SS: You come from a well-established Bollywood family of accomplished artists –your uncle Javed Akhtar, and cousins, Farhan and Zoya. Any plans on collaborating with your cousins in India or even here? 

KA: We talk all the time about trying to find a way to collaborate. But my joke is always that even after I won at the Emmys, there was press – Indian headlines –saying things like, “Farhan’s cousin wins an Emmy” / “Shabana’s nephew wins an Emmy.” It’s very humbling. It’s good for me to remember that.

SS: With the current surge in South Asians being recognized for their talent in Hollywood, what, in your opinion, will be the factors to keep this momentum going and establishing South Asian storytelling as part of content coming out of Hollywood?  

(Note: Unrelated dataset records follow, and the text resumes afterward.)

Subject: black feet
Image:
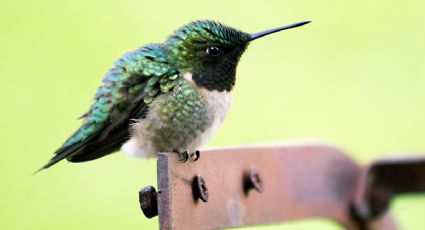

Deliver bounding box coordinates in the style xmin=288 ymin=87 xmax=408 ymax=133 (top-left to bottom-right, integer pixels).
xmin=178 ymin=151 xmax=189 ymax=163
xmin=190 ymin=150 xmax=200 ymax=161
xmin=176 ymin=150 xmax=200 ymax=163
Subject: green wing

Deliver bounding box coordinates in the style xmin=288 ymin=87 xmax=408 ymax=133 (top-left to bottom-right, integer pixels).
xmin=41 ymin=43 xmax=179 ymax=169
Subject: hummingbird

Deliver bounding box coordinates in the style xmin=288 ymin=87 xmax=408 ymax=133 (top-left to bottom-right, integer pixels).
xmin=40 ymin=19 xmax=310 ymax=170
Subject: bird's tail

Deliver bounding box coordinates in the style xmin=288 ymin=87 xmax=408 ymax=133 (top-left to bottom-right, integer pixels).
xmin=35 ymin=141 xmax=87 ymax=173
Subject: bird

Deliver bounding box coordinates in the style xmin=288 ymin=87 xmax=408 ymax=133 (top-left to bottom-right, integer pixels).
xmin=40 ymin=19 xmax=310 ymax=170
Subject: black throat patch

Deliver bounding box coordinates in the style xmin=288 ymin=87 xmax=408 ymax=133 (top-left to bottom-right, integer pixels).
xmin=186 ymin=44 xmax=247 ymax=92
xmin=192 ymin=69 xmax=236 ymax=92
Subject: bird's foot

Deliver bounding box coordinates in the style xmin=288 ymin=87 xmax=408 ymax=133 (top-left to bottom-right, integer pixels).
xmin=178 ymin=151 xmax=189 ymax=163
xmin=190 ymin=150 xmax=200 ymax=161
xmin=176 ymin=150 xmax=200 ymax=163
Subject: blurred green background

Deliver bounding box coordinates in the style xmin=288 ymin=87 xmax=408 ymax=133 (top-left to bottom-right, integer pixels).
xmin=1 ymin=0 xmax=424 ymax=229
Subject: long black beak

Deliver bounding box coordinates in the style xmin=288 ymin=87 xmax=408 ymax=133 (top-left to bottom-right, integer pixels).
xmin=250 ymin=21 xmax=311 ymax=41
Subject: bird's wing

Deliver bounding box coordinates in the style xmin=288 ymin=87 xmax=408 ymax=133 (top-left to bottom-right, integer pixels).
xmin=41 ymin=43 xmax=179 ymax=169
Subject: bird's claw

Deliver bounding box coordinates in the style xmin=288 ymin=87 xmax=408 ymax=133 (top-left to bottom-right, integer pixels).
xmin=190 ymin=150 xmax=200 ymax=161
xmin=177 ymin=150 xmax=200 ymax=163
xmin=178 ymin=151 xmax=189 ymax=162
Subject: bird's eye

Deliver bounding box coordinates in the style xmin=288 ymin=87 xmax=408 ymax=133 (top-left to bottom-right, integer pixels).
xmin=206 ymin=46 xmax=222 ymax=56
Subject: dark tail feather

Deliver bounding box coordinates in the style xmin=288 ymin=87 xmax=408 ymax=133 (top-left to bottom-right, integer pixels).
xmin=68 ymin=128 xmax=129 ymax=162
xmin=34 ymin=154 xmax=68 ymax=173
xmin=37 ymin=119 xmax=131 ymax=172
xmin=36 ymin=140 xmax=88 ymax=172
xmin=39 ymin=151 xmax=74 ymax=171
xmin=37 ymin=129 xmax=128 ymax=173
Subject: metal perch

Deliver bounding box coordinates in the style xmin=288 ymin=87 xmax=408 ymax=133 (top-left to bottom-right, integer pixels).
xmin=138 ymin=141 xmax=425 ymax=230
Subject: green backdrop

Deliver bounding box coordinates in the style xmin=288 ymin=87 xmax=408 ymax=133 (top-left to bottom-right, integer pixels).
xmin=1 ymin=0 xmax=424 ymax=229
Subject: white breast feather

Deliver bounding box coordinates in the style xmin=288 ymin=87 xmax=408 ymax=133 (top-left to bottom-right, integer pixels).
xmin=121 ymin=73 xmax=231 ymax=158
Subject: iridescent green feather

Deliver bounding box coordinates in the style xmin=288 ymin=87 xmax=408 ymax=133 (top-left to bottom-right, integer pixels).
xmin=57 ymin=43 xmax=177 ymax=153
xmin=164 ymin=20 xmax=250 ymax=72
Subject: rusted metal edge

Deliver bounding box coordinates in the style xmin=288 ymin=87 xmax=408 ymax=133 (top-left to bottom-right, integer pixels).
xmin=154 ymin=143 xmax=363 ymax=229
xmin=157 ymin=153 xmax=171 ymax=230
xmin=353 ymin=155 xmax=425 ymax=220
xmin=144 ymin=142 xmax=425 ymax=230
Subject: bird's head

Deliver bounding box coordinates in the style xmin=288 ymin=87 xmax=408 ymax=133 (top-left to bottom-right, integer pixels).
xmin=164 ymin=20 xmax=310 ymax=91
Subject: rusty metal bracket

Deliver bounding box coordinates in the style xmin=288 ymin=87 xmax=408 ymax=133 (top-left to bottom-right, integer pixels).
xmin=138 ymin=142 xmax=425 ymax=230
xmin=352 ymin=156 xmax=425 ymax=221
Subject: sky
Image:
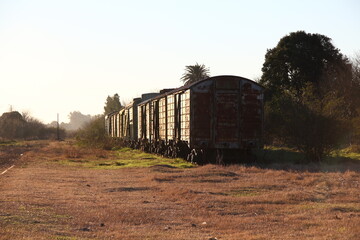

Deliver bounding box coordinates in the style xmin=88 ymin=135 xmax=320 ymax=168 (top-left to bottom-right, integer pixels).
xmin=0 ymin=0 xmax=359 ymax=124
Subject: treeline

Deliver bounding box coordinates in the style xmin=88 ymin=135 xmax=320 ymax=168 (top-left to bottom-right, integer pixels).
xmin=0 ymin=111 xmax=65 ymax=141
xmin=260 ymin=31 xmax=360 ymax=161
xmin=47 ymin=111 xmax=94 ymax=132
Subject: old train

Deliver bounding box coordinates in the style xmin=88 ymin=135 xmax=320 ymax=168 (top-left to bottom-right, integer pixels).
xmin=105 ymin=75 xmax=264 ymax=164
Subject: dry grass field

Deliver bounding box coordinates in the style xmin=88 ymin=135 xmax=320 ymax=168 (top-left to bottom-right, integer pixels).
xmin=1 ymin=140 xmax=359 ymax=240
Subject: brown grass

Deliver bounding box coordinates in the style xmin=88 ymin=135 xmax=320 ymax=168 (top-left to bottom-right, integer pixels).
xmin=0 ymin=140 xmax=359 ymax=239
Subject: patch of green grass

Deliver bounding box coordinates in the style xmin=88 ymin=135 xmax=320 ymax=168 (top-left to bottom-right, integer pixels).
xmin=117 ymin=147 xmax=132 ymax=152
xmin=59 ymin=148 xmax=194 ymax=169
xmin=52 ymin=237 xmax=78 ymax=240
xmin=0 ymin=140 xmax=18 ymax=146
xmin=330 ymin=148 xmax=360 ymax=161
xmin=254 ymin=146 xmax=305 ymax=163
xmin=0 ymin=140 xmax=32 ymax=146
xmin=53 ymin=214 xmax=73 ymax=219
xmin=255 ymin=145 xmax=360 ymax=164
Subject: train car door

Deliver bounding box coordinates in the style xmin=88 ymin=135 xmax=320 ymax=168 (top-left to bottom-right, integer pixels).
xmin=214 ymin=78 xmax=240 ymax=148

KA: I’m 24 years into my career, and I think entertainment careers are already difficult to get off the ground. And then depending on if you are an outgroup, that makes it harder to get a career going. The work it has taken me to get to this point over time –you end up building a bit of scaffolding around your progress, which helps you keep building, and expanding what it is you’re doing, who it is you’re working with. Hopefully, having a good reputation, and creating further opportunities. A lot of the focus has to be on expanding opportunities and keeping the door open. I have a lot of mentees, and they’re like, “It’s great that you’re sending the elevator back down.” I’m like, “Well, just to be clear, there was no elevator on my way up. It can be easy once you’ve gone up the ropes and through the jungle by yourself, [and] you get to the top. It can be easy for a lot of people to not build an elevator to send back down. But I think those people don’t succeed in the long run because then they end up being up there by themselves.